Франси хмыкнул. «Что верно, то верно», — согласился он, и пес у его ног поднял голову и посмотрел на него с укоризной.
Сорочьи глазки Голла затуманились, рябой нос из вишневого стал яростно свекольным.
Я великодушно поинтересовался, глотая непролитые слезы, какого рода работы он пишет. (Кажется, я тогда еще думал, что он тоже простой маляр.) Он бросил на меня еще один черный взгляд и не снизошел до ответа.
— С фигурами! — громко ответил за него Франси и изобразил ладонями в воздухе округлые формы. — Отличные вещи. Лесные сцены, девчонки в рубашонках. — Он шлепнул меня по колену. — Вы бы посмотрели, вполне в вашем вкусе. Можете мне поверить.
Голл оглянулся на него в негодовании.
— Заткни глотку, Франси, — выговорил он заплетающимся языком.

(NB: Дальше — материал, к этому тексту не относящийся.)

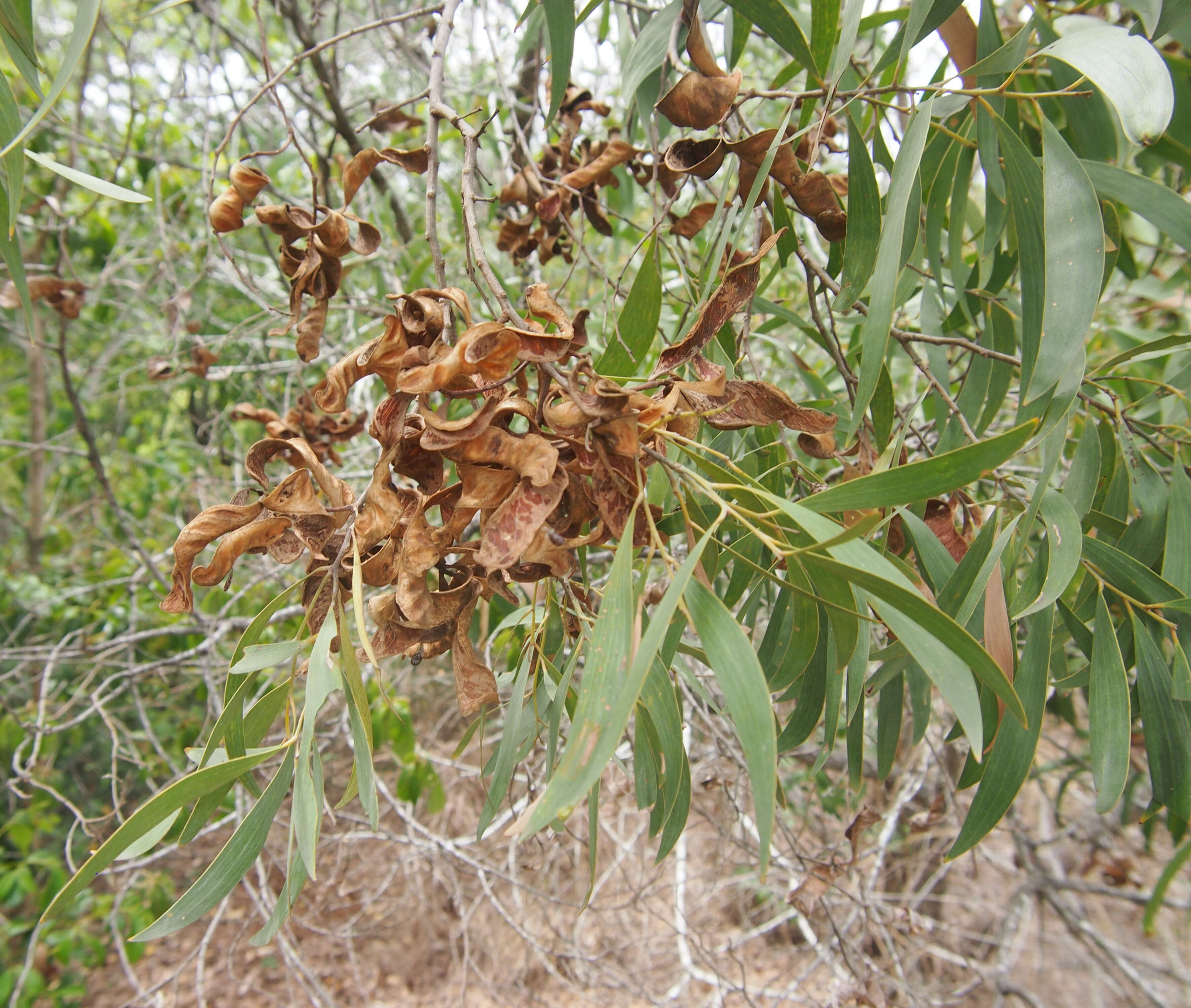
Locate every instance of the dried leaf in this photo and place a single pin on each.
(338, 492)
(816, 198)
(310, 331)
(959, 35)
(940, 519)
(66, 297)
(489, 349)
(598, 172)
(255, 536)
(392, 117)
(513, 527)
(358, 171)
(194, 540)
(695, 221)
(475, 684)
(698, 102)
(530, 456)
(382, 356)
(817, 445)
(729, 298)
(757, 405)
(441, 435)
(696, 157)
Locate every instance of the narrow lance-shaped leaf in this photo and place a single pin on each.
(1162, 206)
(1108, 712)
(612, 681)
(321, 681)
(560, 27)
(506, 753)
(230, 864)
(638, 323)
(90, 181)
(1009, 762)
(1177, 554)
(1026, 195)
(1075, 252)
(864, 219)
(876, 334)
(740, 678)
(772, 18)
(650, 50)
(15, 161)
(85, 17)
(1064, 551)
(920, 480)
(161, 806)
(1164, 882)
(1165, 723)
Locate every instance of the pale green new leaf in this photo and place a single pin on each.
(85, 17)
(1065, 549)
(90, 181)
(922, 480)
(638, 323)
(648, 50)
(1127, 69)
(560, 28)
(1013, 750)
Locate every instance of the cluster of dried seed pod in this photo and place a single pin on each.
(314, 242)
(321, 430)
(568, 174)
(479, 485)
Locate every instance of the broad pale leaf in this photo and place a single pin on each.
(1127, 69)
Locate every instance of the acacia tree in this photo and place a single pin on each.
(872, 422)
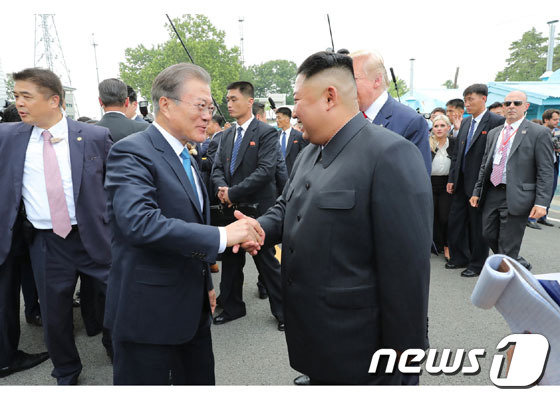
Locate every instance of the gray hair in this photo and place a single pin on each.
(170, 81)
(113, 92)
(373, 65)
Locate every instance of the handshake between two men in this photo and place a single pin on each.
(245, 233)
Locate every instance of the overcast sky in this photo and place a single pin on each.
(440, 35)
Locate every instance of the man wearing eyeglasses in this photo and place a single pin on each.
(515, 179)
(160, 295)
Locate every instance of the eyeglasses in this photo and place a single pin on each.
(201, 107)
(516, 103)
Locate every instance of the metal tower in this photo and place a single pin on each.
(241, 47)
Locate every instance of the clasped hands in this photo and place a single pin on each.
(245, 233)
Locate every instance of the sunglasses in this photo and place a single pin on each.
(516, 103)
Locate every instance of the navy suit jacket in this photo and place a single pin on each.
(89, 146)
(408, 123)
(161, 244)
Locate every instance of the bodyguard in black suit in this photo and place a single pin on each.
(56, 168)
(358, 204)
(160, 294)
(244, 172)
(291, 140)
(113, 97)
(467, 247)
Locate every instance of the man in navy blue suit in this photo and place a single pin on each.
(160, 294)
(54, 173)
(380, 108)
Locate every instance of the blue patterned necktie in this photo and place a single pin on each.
(187, 166)
(236, 146)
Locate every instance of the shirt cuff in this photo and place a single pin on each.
(223, 239)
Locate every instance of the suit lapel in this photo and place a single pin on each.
(21, 140)
(172, 159)
(247, 137)
(478, 129)
(519, 136)
(76, 144)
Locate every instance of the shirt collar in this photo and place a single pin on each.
(373, 110)
(175, 144)
(58, 130)
(246, 124)
(515, 125)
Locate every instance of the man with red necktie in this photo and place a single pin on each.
(54, 188)
(515, 179)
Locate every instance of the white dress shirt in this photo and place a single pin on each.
(441, 162)
(373, 110)
(288, 131)
(178, 148)
(34, 190)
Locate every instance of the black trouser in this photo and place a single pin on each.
(442, 204)
(56, 264)
(466, 243)
(231, 285)
(503, 231)
(190, 363)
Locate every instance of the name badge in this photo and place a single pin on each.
(497, 158)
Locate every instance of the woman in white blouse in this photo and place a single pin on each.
(441, 145)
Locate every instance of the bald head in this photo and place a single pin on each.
(371, 76)
(325, 95)
(515, 106)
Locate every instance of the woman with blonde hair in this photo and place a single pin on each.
(441, 145)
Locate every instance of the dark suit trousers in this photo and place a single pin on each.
(466, 243)
(503, 231)
(442, 204)
(56, 264)
(9, 309)
(231, 285)
(190, 363)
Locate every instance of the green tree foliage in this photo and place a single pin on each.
(527, 60)
(205, 44)
(401, 85)
(276, 76)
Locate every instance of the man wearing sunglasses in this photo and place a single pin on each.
(515, 179)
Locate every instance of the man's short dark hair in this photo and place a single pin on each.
(494, 105)
(547, 114)
(246, 88)
(438, 109)
(284, 110)
(324, 60)
(456, 103)
(477, 88)
(112, 92)
(10, 114)
(47, 81)
(258, 108)
(132, 97)
(219, 120)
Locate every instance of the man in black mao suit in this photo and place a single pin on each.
(160, 294)
(290, 139)
(515, 179)
(244, 172)
(113, 97)
(359, 205)
(56, 169)
(467, 247)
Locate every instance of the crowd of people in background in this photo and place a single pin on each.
(129, 205)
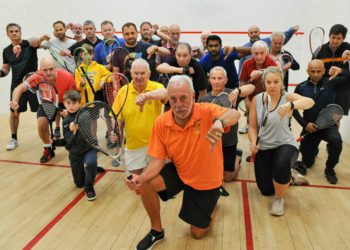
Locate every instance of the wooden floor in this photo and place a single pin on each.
(41, 209)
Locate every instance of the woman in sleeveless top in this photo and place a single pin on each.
(271, 138)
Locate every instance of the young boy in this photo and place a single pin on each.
(82, 157)
(95, 73)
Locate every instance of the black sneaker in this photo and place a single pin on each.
(57, 133)
(90, 194)
(100, 169)
(300, 167)
(331, 176)
(223, 191)
(110, 144)
(48, 154)
(150, 240)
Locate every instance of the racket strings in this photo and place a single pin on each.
(48, 100)
(114, 83)
(94, 123)
(222, 100)
(316, 39)
(329, 116)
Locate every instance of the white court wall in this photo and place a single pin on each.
(36, 18)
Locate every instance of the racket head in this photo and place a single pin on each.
(286, 58)
(241, 105)
(32, 79)
(121, 61)
(163, 79)
(109, 45)
(48, 99)
(81, 55)
(222, 100)
(113, 83)
(316, 39)
(329, 116)
(58, 58)
(95, 122)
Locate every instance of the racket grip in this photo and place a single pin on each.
(137, 190)
(252, 158)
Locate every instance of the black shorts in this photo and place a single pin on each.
(40, 112)
(26, 97)
(197, 205)
(229, 153)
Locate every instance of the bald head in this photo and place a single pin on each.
(174, 33)
(47, 61)
(254, 33)
(315, 63)
(315, 70)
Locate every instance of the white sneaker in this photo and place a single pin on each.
(244, 130)
(12, 144)
(298, 179)
(277, 207)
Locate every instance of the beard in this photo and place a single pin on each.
(213, 53)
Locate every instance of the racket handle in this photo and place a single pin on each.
(252, 158)
(137, 190)
(300, 138)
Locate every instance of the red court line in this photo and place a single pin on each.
(58, 217)
(36, 163)
(247, 220)
(51, 165)
(122, 171)
(219, 32)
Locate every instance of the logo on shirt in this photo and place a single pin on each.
(197, 127)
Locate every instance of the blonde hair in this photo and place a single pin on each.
(274, 70)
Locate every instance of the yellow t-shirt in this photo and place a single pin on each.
(95, 73)
(138, 125)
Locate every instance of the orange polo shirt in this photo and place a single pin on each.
(187, 147)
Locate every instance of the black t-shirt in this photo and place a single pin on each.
(26, 62)
(140, 51)
(230, 138)
(79, 44)
(199, 78)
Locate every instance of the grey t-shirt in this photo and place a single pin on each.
(275, 132)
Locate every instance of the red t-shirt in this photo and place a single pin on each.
(64, 82)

Я принялся им рассказывать о своей встрече с инспектором Хэккетом. На мой взгляд, это была ужасно смешная история. Я широко размахивал руками и уснащал свою речь остроумными выражениями. «Да ну? Ей-богу?» — переспрашивал Франси. Глаза у него смотрели в разные стороны, и когда он вздумал закурить, то рассыпал на пол всю пачку сигарет, а Голл рассмеялся во всю глотку. Раскочегарив наконец курево, Франси затих и задумался, кивая и подслеповато глядя мне в колени.